GAIN Capital shareholders vote in favor of merger with INTL FCStone

Maria Nikolova

Holders of approximately 71.2% of GAIN’s shares supported the proposal to adopt the merger agreement, representing approximately 85.7% of votes cast.

Shareholders of Gain Capital Holdings Inc (NYSE:GCAP) have backed the proposed acquisition of the online trading major by INTL FCStone Inc. At a special meeting of stockholders held on June 5, 2020, holders of approximately 71.2% of GAIN’s shares issued and outstanding as of the close of business on the record date voted in favor of the proposal to adopt the merger agreement, representing approximately 85.7% of votes cast (excluding abstentions).

Also at the special meeting, GAIN’s stockholders approved, by a non-binding, advisory basis, certain compensation that will or may be paid by GAIN to its named executive officers that is based on or otherwise relates to the merger.

GAIN anticipates that the merger will be completed during the third quarter of 2020, subject to the satisfaction or waiver of the remaining customary conditions to closing, including among other things, receipt of other required regulatory approvals.

On February 26, 2020, GAIN entered into a definitive merger agreement with INTL FCStone and its wholly owned subsidiary, Golf Merger Sub I Inc.. Pursuant to the terms of the merger agreement, Merger Suv will be merged with and into GAIN, with GAIN surviving the merger as a wholly owned subsidiary of INTL FCStone.
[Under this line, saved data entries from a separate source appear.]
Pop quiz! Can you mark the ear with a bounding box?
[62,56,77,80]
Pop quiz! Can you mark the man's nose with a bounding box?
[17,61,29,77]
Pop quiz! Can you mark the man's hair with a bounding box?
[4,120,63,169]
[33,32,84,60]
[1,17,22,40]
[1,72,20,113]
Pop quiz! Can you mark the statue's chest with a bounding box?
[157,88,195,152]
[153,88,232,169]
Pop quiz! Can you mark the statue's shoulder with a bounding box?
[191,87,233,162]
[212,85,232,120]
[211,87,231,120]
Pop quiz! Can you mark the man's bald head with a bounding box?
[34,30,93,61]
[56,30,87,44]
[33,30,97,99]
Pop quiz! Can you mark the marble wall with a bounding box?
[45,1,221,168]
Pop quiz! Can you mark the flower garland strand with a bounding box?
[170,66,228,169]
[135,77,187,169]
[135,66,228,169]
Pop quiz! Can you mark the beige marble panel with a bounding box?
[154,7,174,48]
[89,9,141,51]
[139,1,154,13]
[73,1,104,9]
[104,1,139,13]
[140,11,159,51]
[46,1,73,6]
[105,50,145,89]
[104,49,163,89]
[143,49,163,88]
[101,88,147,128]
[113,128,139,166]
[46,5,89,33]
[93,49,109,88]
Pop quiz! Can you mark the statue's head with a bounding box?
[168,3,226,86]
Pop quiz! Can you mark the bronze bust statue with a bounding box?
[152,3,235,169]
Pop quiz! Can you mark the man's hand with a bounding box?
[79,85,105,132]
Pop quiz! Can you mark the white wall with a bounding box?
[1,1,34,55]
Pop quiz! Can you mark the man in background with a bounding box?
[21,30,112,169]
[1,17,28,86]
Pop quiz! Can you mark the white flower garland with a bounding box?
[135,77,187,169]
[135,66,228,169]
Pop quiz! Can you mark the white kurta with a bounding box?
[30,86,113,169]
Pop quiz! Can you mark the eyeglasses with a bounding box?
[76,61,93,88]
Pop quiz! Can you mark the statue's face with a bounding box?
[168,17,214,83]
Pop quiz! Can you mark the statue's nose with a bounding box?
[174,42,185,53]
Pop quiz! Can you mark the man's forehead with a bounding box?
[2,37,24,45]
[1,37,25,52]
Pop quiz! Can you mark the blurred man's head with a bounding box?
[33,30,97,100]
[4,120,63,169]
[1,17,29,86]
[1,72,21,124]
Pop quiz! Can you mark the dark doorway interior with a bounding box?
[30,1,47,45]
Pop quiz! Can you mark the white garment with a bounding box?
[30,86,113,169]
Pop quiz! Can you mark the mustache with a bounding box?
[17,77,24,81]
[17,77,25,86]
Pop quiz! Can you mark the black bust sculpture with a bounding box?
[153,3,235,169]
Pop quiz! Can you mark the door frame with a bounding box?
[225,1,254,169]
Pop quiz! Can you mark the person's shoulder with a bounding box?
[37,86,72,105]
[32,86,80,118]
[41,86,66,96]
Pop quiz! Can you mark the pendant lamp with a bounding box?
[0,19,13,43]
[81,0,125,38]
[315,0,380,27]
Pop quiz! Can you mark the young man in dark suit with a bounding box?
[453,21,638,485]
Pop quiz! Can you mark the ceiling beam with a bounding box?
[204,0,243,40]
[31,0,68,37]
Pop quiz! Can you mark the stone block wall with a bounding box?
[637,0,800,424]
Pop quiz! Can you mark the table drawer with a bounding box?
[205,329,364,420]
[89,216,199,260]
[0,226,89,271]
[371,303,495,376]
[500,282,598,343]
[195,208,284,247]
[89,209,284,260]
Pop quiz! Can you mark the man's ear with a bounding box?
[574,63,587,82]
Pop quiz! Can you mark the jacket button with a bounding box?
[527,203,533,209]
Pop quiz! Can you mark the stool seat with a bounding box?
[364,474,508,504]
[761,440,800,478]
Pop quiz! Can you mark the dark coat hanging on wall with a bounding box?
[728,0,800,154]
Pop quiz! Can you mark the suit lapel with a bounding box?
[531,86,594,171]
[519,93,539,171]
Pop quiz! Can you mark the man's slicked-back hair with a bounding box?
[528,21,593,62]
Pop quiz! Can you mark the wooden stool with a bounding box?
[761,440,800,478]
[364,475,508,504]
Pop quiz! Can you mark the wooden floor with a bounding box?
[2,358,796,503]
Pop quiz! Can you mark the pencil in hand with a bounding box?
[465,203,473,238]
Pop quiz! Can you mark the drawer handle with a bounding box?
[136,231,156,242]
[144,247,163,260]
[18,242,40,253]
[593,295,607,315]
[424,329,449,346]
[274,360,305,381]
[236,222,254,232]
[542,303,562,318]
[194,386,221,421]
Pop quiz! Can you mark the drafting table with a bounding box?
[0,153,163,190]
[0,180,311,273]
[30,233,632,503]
If the merger is completed, GAIN stockholders will have the right to receive $6.00 in cash, without interest and less any applicable withholding taxes, for each share of common stock, par value $0.00001 per share, of GAIN that they own immediately prior to the effective time of the merger unless they have properly demanded appraisal rights for such shares in accordance with Delaware law.

The purchase price represents a premium of approximately 70% over GAIN’s closing share price on February 26, 2020, the last trading day prior to the announcement that GAIN had entered into the merger agreement and a premium of approximately 60% to GAIN’s 30-trading-day volume-weighted average stock price on the same date.